The American Civil Liberties Union of Vermont and Women’s March Vermont are co-sponsoring a panel discussion about conditions at Chittenden Regional this evening. Women’s March organizer Kristen Vrancken says there is a lack of transparency and a lengthy history of poor conditions at the facility. “I have been in the facility through Vermont Works for Women, a program that provides services to incarcerated women. It’s a not-for-profit. It it felt like an old hospital. Very cold. It it it reminded me of frankly “One Flew Over the Cuckoo’s Nest” the movie. It felt old. It felt uncared for, just really inhuman in a way.”
Among the panelists is Kim Jordan, a parallel justice specialist who will speak as a former advocate for incarcerated domestic and sexual violence survivors housed at Chittenden Regional Correctional Facility. She worked there as an outside contractor for three years and found overcrowded cells housing women convicted of mostly non-violent crimes. She also found them living in what she characterizes as deplorable conditions. “The maintenance folks were great in trying to keep up with all the things that kept breaking down. There was a time when the water stopped working and the folks housed there were instructed just not to drink any water and not to use the toilet. I think coupled with the sexual violence that has been perpetrated by certain correctional officers upon the people housed at the facility coupled with some other things coming to light I think is one of the reasons that this panel has been called to speak out. But these are problems that are not new.”

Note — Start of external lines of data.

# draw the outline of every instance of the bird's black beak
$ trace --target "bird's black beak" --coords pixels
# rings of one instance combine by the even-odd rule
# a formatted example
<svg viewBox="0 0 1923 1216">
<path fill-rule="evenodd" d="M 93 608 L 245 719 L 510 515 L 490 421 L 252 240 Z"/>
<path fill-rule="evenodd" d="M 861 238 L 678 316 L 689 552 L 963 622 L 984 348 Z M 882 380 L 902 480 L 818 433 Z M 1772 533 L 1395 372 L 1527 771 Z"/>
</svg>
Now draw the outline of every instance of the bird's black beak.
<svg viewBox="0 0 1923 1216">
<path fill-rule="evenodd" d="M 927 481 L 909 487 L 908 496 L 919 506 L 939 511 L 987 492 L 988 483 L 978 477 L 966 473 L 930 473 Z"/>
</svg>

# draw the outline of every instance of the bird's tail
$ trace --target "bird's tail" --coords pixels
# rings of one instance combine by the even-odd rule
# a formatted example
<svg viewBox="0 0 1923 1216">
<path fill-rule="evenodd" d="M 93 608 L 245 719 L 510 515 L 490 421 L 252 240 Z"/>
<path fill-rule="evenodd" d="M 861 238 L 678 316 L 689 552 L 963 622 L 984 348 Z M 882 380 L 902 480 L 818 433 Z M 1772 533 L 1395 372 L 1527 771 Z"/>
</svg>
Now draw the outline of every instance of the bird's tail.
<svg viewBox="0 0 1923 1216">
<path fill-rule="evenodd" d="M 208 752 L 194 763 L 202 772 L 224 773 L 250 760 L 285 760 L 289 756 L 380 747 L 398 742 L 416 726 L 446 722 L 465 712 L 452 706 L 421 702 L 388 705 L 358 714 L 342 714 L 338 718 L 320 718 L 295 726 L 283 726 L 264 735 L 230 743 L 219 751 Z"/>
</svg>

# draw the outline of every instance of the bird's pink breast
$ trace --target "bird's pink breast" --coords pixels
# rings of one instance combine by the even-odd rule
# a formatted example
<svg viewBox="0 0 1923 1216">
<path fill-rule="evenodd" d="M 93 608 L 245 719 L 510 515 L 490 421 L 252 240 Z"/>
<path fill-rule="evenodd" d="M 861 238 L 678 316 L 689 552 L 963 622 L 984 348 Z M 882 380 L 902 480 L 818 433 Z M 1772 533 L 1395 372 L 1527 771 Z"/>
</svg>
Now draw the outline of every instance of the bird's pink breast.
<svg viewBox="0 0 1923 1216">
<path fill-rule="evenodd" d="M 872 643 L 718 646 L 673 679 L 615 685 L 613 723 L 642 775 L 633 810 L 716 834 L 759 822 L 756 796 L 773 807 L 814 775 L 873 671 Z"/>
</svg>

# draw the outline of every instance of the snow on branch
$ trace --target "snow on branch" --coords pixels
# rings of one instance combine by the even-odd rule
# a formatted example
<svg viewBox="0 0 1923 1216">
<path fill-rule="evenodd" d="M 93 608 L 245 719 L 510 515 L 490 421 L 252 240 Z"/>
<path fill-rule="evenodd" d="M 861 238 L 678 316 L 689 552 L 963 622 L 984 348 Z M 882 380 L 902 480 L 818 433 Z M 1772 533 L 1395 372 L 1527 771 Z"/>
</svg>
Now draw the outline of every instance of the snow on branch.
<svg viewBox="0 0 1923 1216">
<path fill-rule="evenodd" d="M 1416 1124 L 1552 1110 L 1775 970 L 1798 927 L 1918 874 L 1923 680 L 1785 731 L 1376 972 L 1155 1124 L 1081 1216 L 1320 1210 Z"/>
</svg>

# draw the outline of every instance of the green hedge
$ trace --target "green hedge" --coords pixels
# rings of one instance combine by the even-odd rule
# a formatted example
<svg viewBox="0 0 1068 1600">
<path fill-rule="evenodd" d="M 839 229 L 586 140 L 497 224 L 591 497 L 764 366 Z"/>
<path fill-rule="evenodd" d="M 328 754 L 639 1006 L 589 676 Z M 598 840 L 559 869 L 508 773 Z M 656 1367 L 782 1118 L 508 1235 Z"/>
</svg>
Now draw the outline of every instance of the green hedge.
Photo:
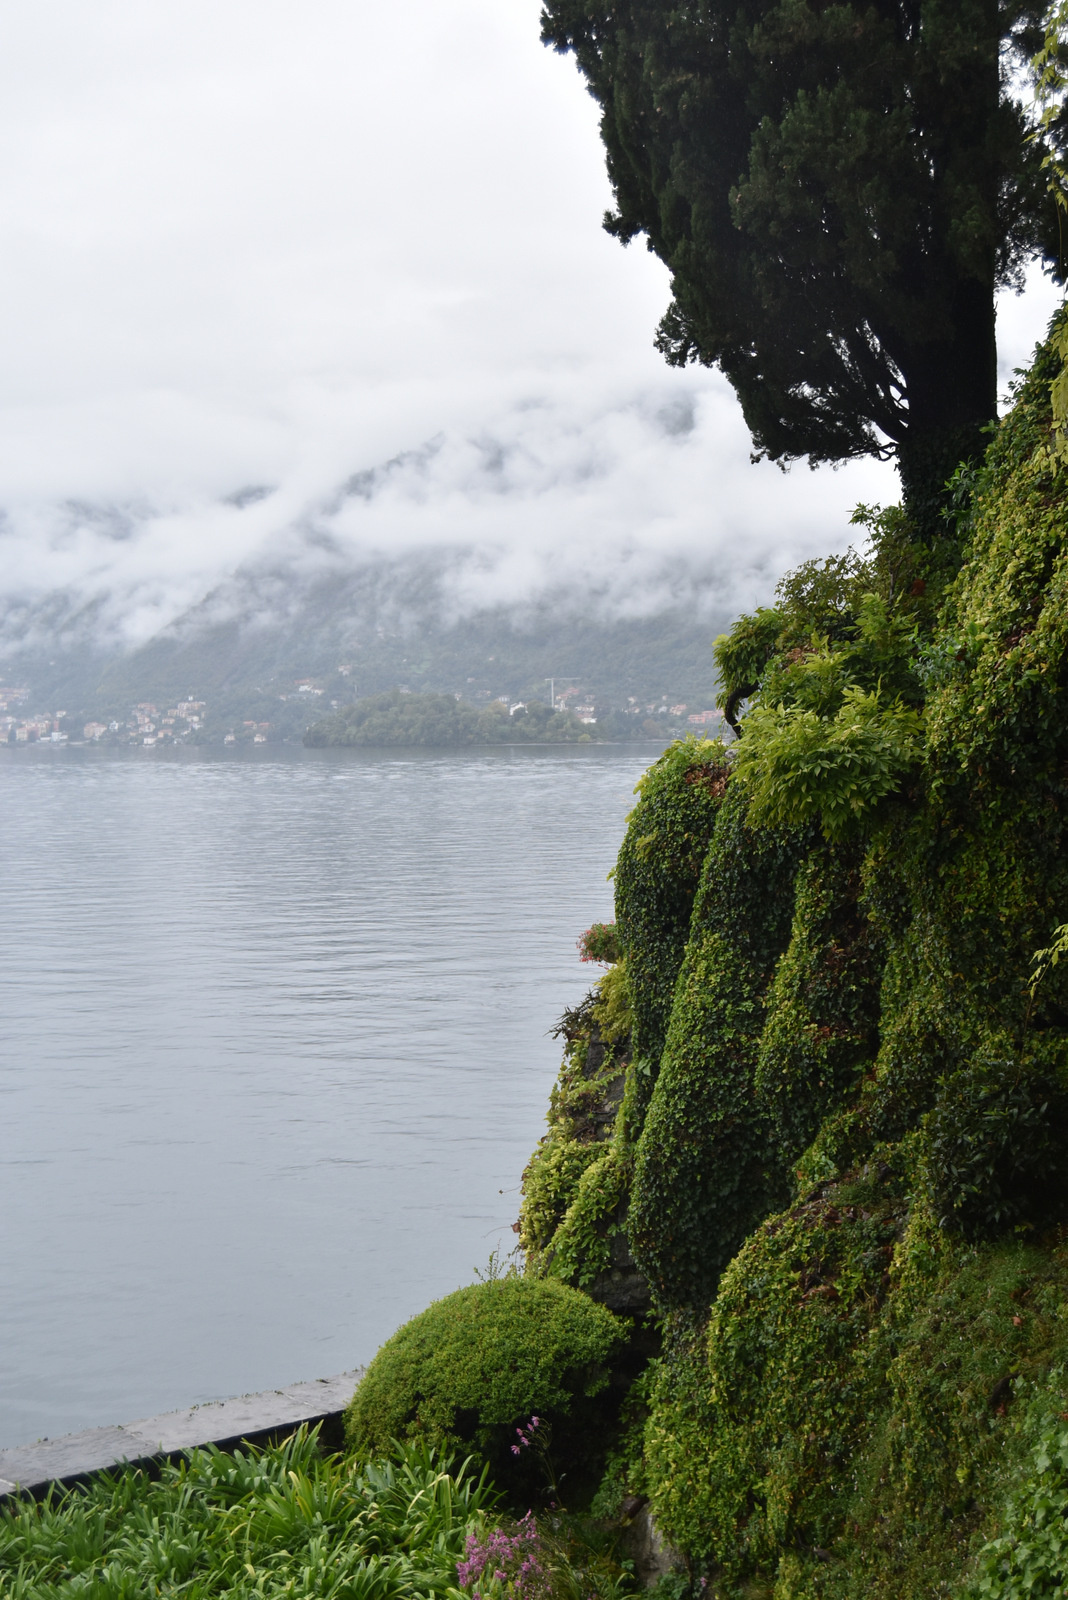
<svg viewBox="0 0 1068 1600">
<path fill-rule="evenodd" d="M 616 932 L 634 1007 L 638 1115 L 664 1047 L 675 979 L 716 813 L 726 789 L 723 745 L 691 737 L 673 744 L 638 785 L 638 803 L 616 862 Z"/>
<path fill-rule="evenodd" d="M 856 846 L 813 849 L 768 994 L 754 1087 L 791 1164 L 850 1103 L 879 1049 L 884 951 L 862 902 L 860 866 Z"/>
<path fill-rule="evenodd" d="M 786 1198 L 754 1096 L 768 986 L 790 936 L 808 837 L 751 829 L 727 788 L 638 1142 L 628 1233 L 664 1310 L 707 1306 L 746 1234 Z"/>
<path fill-rule="evenodd" d="M 537 1482 L 535 1457 L 512 1453 L 516 1429 L 537 1416 L 551 1430 L 558 1474 L 586 1477 L 611 1435 L 611 1364 L 627 1332 L 553 1279 L 458 1289 L 379 1350 L 345 1413 L 346 1441 L 365 1454 L 395 1439 L 474 1450 L 515 1490 Z"/>
</svg>

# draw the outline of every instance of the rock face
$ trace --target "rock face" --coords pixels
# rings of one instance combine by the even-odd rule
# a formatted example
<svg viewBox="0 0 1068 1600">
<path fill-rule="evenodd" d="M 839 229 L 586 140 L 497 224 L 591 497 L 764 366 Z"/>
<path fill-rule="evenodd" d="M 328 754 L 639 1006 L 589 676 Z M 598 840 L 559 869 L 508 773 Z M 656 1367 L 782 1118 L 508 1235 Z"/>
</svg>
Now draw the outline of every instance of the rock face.
<svg viewBox="0 0 1068 1600">
<path fill-rule="evenodd" d="M 652 1589 L 679 1564 L 676 1552 L 664 1543 L 644 1500 L 638 1502 L 638 1509 L 626 1521 L 623 1547 L 634 1562 L 638 1581 L 646 1589 Z"/>
<path fill-rule="evenodd" d="M 619 1311 L 627 1316 L 643 1316 L 649 1310 L 649 1280 L 638 1271 L 630 1253 L 626 1233 L 626 1204 L 616 1212 L 620 1231 L 612 1236 L 610 1246 L 612 1265 L 601 1272 L 589 1288 L 590 1298 L 599 1300 L 609 1311 Z"/>
</svg>

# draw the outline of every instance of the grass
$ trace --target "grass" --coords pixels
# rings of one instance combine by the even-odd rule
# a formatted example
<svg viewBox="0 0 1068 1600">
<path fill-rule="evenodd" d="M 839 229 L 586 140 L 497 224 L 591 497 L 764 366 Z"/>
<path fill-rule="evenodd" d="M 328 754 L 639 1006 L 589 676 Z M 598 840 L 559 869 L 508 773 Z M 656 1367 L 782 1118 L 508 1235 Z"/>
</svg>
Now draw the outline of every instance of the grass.
<svg viewBox="0 0 1068 1600">
<path fill-rule="evenodd" d="M 324 1456 L 305 1430 L 265 1450 L 192 1451 L 0 1512 L 3 1600 L 181 1596 L 461 1600 L 456 1563 L 497 1495 L 422 1445 Z"/>
</svg>

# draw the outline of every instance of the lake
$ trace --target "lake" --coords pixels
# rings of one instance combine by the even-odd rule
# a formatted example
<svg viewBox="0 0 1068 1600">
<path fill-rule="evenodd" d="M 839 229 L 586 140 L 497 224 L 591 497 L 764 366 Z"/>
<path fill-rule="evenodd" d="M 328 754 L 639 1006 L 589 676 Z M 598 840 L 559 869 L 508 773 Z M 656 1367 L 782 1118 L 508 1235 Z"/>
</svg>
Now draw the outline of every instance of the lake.
<svg viewBox="0 0 1068 1600">
<path fill-rule="evenodd" d="M 660 748 L 0 748 L 0 1446 L 357 1366 L 511 1249 Z"/>
</svg>

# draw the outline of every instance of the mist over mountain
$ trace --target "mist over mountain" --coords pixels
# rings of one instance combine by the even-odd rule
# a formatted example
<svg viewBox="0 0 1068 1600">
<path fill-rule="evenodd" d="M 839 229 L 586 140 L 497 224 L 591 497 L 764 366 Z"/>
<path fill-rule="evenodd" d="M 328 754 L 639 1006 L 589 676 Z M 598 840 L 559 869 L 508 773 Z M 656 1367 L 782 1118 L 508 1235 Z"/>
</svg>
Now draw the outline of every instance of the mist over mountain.
<svg viewBox="0 0 1068 1600">
<path fill-rule="evenodd" d="M 848 543 L 886 477 L 753 468 L 724 448 L 738 427 L 708 375 L 622 398 L 564 384 L 325 485 L 9 507 L 0 675 L 101 715 L 186 696 L 236 715 L 301 678 L 328 699 L 555 676 L 711 704 L 715 634 Z"/>
</svg>

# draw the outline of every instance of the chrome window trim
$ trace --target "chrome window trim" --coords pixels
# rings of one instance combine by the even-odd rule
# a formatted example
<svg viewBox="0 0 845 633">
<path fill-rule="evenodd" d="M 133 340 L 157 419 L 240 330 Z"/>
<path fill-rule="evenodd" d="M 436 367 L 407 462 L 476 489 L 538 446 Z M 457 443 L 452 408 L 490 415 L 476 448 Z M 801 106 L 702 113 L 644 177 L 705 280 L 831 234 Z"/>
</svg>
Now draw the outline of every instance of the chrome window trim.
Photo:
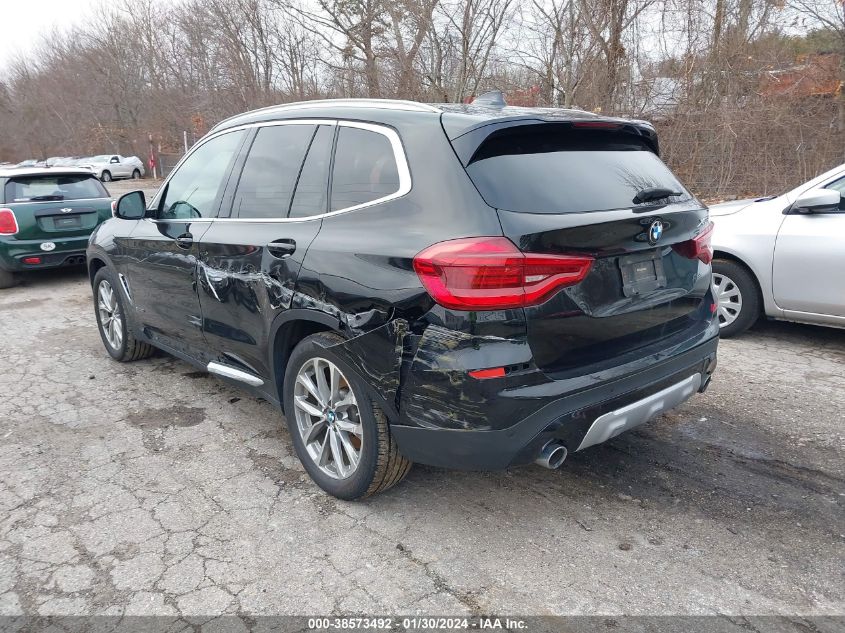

ACLU of Vermont Executive Director James Duff Lyall says the organization has heard numerous complaints about conditions at the prison. “The women in this facility we’re concerned as being denied basic services too frequently and that there needs to be more transparency and for public scrutiny of this facility. The ACLU’s position of this facility really should be replaced and the majority of the women there should be diverted to alternatives other than incarceration given the very high incidents of abuse and other issues. They’re more appropriate to treatment and rehabilitation than incarceration.”
Calls to the Vermont Department of Corrections were not returned in time for broadcast.
The panel discussion on conditions at Chittenden Regional Correctional Facility begins at 6:30 at the Outright Youth Center In Burlington’s Multigenerational Center on North Winooski Avenue. A non-violent protest is planned in front of the prison on Sunday.